We can evaluate the O (n) scheduling of Linux 2.4and O (1) scheduling of Linux 2.6. the biggest problem of these two algorithms is process hunger, so there are all kinds of complicated and tedious so-called "tricks" for recalculating priorities, which are ultimately counterproductive. Fortunately, CFS still holds the pipa and half covers his shy face at this time, otherwise. In fact, the problem is not big, because Win7 also faces the same problem, but the system built on Windows NT has a balancer, similar to a kernel thread, which periodically scans hungry threads to raise its priority. In this way, when O (1) of Linux tries to compensate for the interactive process, Windows will devote all its efforts to winning rather than compensating the interactive process. Windows has always had server versions and home versions. In fact, it is similar to whether Linux enables zones such as kernel preemption at compile time, and the difference between the server and home versions of Windows NT is also reflected in the length of time slices. Simple UNIX does not have such a problem, the priority of the process is calculated in real time, as long as there is a higher priority process, grab it at any time, this is only one of them, and the other is that the priority of the kernel execution flow is different from that of the user mode execution flow.

Again, it is worth noting that the simple UNIX process scheduling is not based on time slices, each process does not have a calculated time slice before running, and there are more suitable processes ready to immediately preempt the current process (excluding kernel-state processes). This smooth scheduling mechanism requires that the scheduling strategy must be preemptive and the kernel must be non-preemptive (the doctor is only temporarily in order to protect confidential data before there is no better way, once there is a better protection mechanism, the kernel must also be preemptive!)

4) when the process is in the kernel state, once it is blocked, the priority when it wakes up depends on the cause of the blocking. Because the priority of the kernel state is higher than that of the user state, the kernel mechanism can get in and out quickly.

At this point, I think the Windows NT kernel and the Solaris kernel have done a great job! They all map all execution flows to a certain priority, and even interrupts have their own priority. Even ordinary processes can be on the priority of interrupts when executing something. Solaris goes further and schedules interrupts as threads. But did you know that this idea was already reflected in the system as early as 1975 UNIXv6. UNIXv6 correlates the priority after awakening of the sleep process with the cause of sleep.

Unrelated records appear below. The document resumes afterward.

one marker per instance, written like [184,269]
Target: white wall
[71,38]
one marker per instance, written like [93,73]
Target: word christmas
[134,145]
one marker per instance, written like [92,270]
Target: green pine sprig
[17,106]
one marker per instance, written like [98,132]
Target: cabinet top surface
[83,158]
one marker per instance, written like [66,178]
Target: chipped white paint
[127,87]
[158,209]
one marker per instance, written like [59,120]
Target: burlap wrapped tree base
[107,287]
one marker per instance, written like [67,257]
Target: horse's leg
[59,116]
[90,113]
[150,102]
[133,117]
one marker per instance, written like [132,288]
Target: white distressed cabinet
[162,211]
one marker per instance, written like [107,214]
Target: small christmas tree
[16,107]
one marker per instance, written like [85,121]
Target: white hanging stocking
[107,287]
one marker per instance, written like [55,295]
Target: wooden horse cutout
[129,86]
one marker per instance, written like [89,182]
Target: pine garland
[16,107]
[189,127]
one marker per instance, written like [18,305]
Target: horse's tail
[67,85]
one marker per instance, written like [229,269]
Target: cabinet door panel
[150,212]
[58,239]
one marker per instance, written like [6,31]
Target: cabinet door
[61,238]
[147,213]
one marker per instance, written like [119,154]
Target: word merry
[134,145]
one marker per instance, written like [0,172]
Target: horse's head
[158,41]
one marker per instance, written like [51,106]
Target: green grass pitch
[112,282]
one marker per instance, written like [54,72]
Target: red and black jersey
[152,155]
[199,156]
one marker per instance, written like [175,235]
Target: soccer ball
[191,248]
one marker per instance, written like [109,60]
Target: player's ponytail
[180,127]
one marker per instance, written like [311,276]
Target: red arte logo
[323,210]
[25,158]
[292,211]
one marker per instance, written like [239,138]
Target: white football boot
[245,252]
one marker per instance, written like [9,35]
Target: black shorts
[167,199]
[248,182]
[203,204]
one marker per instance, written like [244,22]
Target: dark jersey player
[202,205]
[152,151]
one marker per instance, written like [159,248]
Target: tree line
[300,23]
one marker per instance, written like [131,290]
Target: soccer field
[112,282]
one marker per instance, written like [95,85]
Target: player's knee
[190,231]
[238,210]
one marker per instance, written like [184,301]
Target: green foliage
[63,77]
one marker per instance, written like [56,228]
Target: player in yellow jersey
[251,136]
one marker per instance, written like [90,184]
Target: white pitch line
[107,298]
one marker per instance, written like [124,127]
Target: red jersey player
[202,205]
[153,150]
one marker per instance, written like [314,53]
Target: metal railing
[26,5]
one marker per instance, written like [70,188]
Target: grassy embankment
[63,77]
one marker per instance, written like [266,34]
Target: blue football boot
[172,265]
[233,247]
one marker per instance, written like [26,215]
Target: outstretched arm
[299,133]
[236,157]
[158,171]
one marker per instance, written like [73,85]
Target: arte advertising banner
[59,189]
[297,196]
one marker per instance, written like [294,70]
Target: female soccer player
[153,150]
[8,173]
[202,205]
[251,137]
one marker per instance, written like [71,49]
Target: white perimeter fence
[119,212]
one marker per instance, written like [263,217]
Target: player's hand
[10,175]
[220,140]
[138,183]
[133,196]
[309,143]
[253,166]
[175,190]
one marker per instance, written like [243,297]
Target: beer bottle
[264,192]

If you have also read the book "Windows Internals", you will find that the increase of priority after the completion of Windows is also related to the reason of Windows. For example, the increase of thread priority after the completion of disk Icando is not as high as that of the thread after the completion of the sound card. How similar this UNIXv6 is.

two。 What is simplicity?

I say UNIXv6 is simple, but what is plain?

Simplicity means simplification. In the next article, you will find that almost all the ideas of scheduling mechanisms in modern operating systems can be related to the scheduling mechanism of UNIXv6, even worse than UNIXv6. For example, earlier versions of Linux. Similar ones are:

UNIXv6 Scheduler and all versions of Windows NT Scheduler

UNIXv6 scheduler and Linux CFS scheduler

Welcome to subscribe "Shulou Technology Information " to get latest news, interesting things and hot topics in the IT industry, and controls the hottest and latest Internet news, technology news and IT industry trends.

*The comments in the above article only represent the author's personal views and do not represent the views and positions of this website. If you have more insights, please feel free to contribute and share.